The  Arizona Bioindustry Association supports a variety of organizations across Arizona. From fashion to AI technology, these unrelated businesses now have one common goal: fighting COVID-19.  

AZBio’s main goal is to build a life science industry in the state. The association has over 250 member-companies where it acts as a resource center and a networking machine. Joan Koerber-Walker, president and CEO of the association, says the industry is not only looking to fight the pandemic of today but is also preparing for future ones. She says for example the PPE supply chain. 

“When we look at how we respond in the future we have to think about what our supply chain looks like. And so medical countermeasures are not just the drugs and the tests but also the supplies that our medical professionals will need,” Walker said.

As a result, some new members joining the association are not your typical life science organizations.
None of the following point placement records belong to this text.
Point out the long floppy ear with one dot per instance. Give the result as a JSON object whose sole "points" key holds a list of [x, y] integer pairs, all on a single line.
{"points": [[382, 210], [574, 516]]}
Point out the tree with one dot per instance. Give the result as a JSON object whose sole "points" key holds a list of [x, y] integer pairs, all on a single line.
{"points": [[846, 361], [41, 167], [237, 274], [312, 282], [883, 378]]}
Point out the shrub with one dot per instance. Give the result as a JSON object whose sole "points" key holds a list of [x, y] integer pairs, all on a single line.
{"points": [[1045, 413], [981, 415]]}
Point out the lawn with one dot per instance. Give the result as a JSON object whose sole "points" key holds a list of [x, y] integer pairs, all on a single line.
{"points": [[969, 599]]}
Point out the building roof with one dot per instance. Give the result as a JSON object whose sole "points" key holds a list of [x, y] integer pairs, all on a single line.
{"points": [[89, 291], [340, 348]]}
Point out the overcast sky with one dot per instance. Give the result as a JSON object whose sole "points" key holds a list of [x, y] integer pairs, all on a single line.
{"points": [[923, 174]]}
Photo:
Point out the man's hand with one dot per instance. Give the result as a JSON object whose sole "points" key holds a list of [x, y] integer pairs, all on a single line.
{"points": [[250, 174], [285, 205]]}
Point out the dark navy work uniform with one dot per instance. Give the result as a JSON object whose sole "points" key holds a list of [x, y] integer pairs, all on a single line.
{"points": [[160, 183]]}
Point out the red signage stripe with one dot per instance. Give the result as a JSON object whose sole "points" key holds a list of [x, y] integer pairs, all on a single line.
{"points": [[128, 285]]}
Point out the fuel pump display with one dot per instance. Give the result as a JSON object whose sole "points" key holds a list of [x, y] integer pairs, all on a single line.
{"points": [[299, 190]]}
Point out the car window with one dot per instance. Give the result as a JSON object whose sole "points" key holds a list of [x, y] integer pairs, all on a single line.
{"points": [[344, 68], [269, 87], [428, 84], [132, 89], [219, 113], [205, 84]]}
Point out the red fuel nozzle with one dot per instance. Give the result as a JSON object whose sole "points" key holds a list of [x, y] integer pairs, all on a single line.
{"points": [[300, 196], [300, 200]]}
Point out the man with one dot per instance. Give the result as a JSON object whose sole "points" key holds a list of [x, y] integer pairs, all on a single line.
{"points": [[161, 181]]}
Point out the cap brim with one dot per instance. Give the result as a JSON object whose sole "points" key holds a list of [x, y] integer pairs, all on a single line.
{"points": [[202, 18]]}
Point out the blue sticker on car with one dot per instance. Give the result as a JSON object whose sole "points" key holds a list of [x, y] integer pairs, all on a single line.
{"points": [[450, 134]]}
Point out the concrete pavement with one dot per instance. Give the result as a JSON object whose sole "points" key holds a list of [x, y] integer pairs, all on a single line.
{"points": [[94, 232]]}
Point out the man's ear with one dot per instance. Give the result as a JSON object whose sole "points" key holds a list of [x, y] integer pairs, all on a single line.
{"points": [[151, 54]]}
“We’re seeing people that are in the medical industry and people come into the medical industry that were not there before. We’re also seeing other industries step up,” Walker said.

"We’re seeing people that are in the medical industry and people come into the medical industry that were not there before. We’re also seeing other industries step up." — Joan Koerber-Walker, Arizona Bioindustry Association CEO

One such industry is fashion. Specifically an Arizona-based fashion incubator known as  FABRIC

“A group of fashion designers in Tempe, Arizona started to make a completely different kind of gown,” Walker said. "You won’t see this one on the runway.” 

FABRIC, a conglomerate of nonprofit and for profit fashion companies under one roof, has committed to making a half a million  reusable isolation gowns by the end of the summer. Co-founder Sherri Barry says they are taking on thousands of local orders and they had just recently hit the 10,000 mark. 

“And the whole project is amazing because these are reusable gowns it’s not something that the hospital systems were using. The reusable gowns really help mitigate the shortage cause one gown can be washed 100 times,” Barry said.

But this four-year-old organization had to make big changes when they initially began making the gowns back in March. 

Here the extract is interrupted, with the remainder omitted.